Uzaktan Çalışmanın Yasal Çerçevesi

Uzaktan çalışma konusuna 4857 sayılı İş Kanunu’nda 2016 yılında yapılan düzenlemelerle yasal bir temel kazandırıldı.

(Ek fıkra: 6/5/2016-6715/2 md.) Uzaktan çalışma; işçinin, işveren tarafından oluşturulan iş organizasyonu kapsamında iş görme edimini evinde ya da teknolojik iletişim araçları ile iş yeri dışında yerine getirmesi esasına dayalı ve yazılı olarak kurulan iş ilişkisidir.

Kanunun 14.maddesinde yer alan uzaktan çalışma tanımındaki ‘’iş organizasyonu’’ kavramı, iş yerinin ‘‘işverenin örgütlendiği her yer’’ olarak tanımlanmasını ifade eder. Yani iş yeri işverenin oluşturduğu iş organizasyonu kapsamından iş görmenin gerçekleştiği yerdir. Uzaktan çalışmanın gerçekleştiği yer, iş yeri hariç bir yer olarak tanımlanmalı ve bu tanımda sadece ev kapsam alanı olarak düşünülmemelidir.

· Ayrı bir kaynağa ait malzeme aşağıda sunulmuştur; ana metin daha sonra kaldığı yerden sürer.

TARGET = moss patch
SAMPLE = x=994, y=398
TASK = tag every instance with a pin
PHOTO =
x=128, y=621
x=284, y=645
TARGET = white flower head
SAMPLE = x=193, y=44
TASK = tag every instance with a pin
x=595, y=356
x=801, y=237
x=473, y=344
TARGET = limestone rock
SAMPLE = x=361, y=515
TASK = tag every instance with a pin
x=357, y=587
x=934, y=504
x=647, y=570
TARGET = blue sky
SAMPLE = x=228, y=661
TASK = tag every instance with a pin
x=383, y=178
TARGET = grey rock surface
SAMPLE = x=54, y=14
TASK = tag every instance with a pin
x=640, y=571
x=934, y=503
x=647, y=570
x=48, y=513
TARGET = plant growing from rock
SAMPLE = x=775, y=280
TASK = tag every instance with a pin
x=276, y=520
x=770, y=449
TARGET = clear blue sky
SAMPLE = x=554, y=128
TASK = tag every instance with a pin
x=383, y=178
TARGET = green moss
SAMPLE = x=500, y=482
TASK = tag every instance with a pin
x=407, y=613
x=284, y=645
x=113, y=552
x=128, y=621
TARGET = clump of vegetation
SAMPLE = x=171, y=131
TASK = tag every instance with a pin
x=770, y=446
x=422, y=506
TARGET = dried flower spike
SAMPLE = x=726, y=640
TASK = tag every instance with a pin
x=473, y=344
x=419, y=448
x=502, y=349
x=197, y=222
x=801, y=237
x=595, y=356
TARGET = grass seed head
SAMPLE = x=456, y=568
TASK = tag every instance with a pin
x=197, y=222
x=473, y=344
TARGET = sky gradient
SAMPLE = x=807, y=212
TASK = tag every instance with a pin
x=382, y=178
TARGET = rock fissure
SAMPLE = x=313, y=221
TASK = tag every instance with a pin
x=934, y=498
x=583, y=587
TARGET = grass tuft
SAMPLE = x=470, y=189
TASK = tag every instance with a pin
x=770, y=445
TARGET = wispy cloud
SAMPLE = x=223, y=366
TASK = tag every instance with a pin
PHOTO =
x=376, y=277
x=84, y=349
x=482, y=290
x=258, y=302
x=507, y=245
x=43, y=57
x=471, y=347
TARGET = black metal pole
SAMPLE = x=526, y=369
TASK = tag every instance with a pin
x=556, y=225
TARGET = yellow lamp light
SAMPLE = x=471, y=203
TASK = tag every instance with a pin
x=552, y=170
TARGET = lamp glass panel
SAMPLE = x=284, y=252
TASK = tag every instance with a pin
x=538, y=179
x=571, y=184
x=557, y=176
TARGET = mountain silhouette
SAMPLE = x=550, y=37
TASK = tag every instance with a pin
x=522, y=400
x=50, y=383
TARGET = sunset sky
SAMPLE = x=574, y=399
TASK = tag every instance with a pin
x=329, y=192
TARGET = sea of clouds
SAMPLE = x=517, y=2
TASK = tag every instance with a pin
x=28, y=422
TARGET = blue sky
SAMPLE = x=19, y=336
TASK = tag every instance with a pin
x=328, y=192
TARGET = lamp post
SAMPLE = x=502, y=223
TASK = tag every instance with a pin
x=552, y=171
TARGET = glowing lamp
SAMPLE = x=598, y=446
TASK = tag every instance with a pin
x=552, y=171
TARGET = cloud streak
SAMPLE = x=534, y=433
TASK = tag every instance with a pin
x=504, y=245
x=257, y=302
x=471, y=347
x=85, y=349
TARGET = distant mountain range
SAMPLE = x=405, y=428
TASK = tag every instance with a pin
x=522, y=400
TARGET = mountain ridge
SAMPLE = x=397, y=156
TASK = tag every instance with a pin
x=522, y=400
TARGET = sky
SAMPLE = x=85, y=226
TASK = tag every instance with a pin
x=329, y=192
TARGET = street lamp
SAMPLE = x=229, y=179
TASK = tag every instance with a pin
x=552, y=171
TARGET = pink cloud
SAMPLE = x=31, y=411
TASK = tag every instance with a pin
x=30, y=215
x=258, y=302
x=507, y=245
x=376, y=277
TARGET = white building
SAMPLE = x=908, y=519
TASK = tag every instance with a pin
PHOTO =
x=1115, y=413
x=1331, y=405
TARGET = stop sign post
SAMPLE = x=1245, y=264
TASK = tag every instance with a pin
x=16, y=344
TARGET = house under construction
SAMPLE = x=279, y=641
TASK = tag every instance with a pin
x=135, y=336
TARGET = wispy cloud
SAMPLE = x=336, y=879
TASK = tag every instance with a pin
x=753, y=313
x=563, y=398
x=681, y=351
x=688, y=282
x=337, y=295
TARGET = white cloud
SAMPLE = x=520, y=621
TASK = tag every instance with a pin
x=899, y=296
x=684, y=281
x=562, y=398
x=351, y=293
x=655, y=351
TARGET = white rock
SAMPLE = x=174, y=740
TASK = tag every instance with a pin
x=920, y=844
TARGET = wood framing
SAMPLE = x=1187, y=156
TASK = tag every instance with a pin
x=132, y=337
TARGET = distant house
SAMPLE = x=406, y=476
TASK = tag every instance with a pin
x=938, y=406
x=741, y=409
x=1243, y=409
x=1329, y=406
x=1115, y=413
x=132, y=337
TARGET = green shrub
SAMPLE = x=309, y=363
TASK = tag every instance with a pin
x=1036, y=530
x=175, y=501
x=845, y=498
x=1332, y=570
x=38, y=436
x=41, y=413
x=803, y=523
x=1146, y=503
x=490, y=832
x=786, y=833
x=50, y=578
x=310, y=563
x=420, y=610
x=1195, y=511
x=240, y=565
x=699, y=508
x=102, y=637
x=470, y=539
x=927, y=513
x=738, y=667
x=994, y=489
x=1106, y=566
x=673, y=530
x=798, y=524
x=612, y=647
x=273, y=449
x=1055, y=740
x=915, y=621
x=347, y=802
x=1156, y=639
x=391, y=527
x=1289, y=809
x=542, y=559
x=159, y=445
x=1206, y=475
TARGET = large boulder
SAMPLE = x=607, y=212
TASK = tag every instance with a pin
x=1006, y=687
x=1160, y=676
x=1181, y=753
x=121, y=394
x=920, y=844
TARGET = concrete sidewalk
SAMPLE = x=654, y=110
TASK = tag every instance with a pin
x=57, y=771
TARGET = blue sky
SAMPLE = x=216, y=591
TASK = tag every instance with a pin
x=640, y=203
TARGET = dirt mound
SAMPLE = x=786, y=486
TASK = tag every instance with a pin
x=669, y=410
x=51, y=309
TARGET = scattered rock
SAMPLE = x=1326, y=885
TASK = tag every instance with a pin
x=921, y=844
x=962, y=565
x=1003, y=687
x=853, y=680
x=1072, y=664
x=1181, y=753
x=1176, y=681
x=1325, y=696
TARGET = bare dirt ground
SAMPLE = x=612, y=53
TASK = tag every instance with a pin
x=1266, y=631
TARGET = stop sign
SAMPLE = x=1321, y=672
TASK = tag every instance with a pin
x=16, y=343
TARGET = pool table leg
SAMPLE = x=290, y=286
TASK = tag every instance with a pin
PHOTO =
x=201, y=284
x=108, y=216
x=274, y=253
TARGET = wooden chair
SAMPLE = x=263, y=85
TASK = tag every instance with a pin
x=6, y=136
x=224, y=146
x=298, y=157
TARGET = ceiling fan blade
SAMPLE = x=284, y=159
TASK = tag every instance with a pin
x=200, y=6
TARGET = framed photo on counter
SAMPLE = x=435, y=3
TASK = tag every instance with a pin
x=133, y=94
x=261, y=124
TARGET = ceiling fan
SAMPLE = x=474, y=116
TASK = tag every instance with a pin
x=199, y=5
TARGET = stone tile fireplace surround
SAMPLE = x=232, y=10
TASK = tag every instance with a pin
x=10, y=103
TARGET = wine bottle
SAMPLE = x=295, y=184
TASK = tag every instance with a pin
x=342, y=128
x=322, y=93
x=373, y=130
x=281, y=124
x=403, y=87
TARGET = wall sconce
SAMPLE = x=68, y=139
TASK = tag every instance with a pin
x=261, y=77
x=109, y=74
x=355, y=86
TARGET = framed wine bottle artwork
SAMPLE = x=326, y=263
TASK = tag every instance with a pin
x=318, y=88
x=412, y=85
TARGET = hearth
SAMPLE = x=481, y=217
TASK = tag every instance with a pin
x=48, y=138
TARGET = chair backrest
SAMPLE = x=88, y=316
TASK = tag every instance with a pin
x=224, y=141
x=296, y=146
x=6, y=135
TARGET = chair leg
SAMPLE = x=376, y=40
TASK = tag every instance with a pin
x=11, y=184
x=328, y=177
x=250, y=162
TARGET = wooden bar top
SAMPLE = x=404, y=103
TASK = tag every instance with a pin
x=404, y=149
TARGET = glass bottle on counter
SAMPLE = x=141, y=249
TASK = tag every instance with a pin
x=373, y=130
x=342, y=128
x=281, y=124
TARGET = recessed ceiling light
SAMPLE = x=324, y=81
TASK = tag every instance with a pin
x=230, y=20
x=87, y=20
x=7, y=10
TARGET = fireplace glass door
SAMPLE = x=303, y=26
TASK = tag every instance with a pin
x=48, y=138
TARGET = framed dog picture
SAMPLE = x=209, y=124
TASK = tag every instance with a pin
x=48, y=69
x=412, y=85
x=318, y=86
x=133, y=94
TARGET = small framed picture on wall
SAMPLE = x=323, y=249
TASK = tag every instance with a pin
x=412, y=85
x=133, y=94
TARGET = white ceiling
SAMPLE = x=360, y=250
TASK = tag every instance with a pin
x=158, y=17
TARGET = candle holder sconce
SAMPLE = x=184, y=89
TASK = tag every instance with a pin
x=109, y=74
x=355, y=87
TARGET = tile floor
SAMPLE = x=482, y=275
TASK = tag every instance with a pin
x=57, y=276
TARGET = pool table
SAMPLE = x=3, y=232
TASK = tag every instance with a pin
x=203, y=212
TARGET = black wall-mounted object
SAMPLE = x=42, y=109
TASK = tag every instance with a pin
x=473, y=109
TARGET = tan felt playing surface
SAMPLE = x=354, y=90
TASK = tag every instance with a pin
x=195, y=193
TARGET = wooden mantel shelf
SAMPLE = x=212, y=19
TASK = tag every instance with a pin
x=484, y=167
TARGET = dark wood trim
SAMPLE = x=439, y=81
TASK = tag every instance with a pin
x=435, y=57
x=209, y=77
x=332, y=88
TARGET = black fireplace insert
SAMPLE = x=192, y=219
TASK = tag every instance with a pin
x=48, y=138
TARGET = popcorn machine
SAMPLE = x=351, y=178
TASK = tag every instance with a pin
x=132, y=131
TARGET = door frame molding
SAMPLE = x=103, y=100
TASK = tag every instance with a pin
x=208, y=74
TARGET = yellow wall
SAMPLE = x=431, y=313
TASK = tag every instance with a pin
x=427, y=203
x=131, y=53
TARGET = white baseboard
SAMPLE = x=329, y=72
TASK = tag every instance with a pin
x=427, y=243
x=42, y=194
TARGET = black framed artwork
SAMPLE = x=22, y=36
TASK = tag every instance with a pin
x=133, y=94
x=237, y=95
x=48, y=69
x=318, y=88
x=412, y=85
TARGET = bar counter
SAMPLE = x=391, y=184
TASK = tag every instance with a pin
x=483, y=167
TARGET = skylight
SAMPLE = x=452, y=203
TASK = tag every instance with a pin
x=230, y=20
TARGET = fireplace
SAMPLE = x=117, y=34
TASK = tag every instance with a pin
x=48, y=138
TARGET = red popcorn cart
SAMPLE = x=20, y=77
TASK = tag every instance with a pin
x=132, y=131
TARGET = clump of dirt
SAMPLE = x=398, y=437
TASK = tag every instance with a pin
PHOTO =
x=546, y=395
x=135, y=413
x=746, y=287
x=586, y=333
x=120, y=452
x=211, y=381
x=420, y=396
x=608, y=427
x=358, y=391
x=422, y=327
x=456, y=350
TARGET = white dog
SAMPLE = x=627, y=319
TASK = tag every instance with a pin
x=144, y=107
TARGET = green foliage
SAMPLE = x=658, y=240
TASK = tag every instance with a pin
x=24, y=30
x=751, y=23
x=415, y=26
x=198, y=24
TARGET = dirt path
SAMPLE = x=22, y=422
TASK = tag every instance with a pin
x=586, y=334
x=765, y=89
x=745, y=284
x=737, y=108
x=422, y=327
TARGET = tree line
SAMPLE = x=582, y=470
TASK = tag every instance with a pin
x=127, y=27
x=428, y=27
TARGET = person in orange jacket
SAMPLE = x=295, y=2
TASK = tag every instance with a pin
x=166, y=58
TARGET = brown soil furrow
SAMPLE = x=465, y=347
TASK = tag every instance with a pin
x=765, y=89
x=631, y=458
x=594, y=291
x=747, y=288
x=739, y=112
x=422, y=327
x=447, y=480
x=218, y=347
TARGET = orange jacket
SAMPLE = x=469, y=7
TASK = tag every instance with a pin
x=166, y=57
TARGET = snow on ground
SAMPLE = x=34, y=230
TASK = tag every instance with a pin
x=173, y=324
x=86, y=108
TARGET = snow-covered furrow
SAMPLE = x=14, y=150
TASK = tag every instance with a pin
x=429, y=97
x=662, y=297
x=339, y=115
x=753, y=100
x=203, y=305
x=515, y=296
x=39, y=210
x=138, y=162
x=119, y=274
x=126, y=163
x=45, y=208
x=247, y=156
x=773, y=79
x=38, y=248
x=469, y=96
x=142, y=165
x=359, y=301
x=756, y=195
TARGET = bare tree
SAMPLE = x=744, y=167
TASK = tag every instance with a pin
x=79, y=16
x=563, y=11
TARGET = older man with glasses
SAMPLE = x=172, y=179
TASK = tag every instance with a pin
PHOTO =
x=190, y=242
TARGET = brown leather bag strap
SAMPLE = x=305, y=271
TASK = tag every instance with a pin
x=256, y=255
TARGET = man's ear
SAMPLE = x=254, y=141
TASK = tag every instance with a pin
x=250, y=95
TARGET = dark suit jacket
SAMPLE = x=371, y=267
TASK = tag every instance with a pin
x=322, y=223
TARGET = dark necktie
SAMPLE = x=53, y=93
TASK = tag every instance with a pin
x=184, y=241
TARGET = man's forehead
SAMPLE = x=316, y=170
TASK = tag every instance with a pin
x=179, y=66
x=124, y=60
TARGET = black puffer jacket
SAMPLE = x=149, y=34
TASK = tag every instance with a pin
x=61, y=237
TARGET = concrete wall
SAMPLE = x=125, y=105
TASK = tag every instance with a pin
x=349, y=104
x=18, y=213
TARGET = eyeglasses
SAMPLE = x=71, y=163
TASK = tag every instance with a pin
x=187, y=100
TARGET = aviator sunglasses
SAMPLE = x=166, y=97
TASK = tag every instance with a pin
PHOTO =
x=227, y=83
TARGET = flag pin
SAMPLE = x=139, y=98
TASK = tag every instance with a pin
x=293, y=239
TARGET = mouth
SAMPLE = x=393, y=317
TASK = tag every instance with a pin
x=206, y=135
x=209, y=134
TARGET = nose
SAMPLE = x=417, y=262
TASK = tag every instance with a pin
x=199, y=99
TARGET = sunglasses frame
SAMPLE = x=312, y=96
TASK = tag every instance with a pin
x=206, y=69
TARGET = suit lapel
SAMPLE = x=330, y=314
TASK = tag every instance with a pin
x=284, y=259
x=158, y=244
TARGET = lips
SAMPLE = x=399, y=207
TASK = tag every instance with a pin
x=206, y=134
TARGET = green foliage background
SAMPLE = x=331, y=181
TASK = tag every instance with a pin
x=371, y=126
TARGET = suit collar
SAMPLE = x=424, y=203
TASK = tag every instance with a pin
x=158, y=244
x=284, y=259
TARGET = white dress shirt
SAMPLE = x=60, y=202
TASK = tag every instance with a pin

Yönetmeliklerle uzaktan çalışma sözleşmeleri düzenlenmiş, belirli ve belirsiz iş sözleşmeleri gibi iş tanımı, ücret ve sözleşmeye dair önemli hususların yazılı yapılması gerektiği belirlenmiştir.

Uzaktan çalışma yönetmeliği m.5- “Uzaktan çalışmaya ilişkin iş sözleşmeleri yazılı şekilde yapılır. Sözleşmede; işin tanımı, yapılma şekli, işin süresi ve yeri, ücret ve ücretin ödenmesine ilişkin hususlar, işveren tarafından sağlanan iş araçları, ekipman ve bunların korunmasına ilişkin yükümlülükler, işverenin işçiyle iletişim kurması ile genel ve özel çalışma şartlarına ilişkin hükümler yer alır.”

Yukarıda da değindiğimiz gibi uzaktan çalışma kapsamı sadece ev olarak görülmemelidir, lakin ev uzaktan çalışma alanlarından en yaygın örneklerdendir. Evden çalışan bir birey için, evin iş yeri olarak kabul edilip edilmeyeceği ve evde gerçekleşen kazaların ‘iş kazası’ sayılıp sayılmayacağı tartışmasını ortaya çıkarır.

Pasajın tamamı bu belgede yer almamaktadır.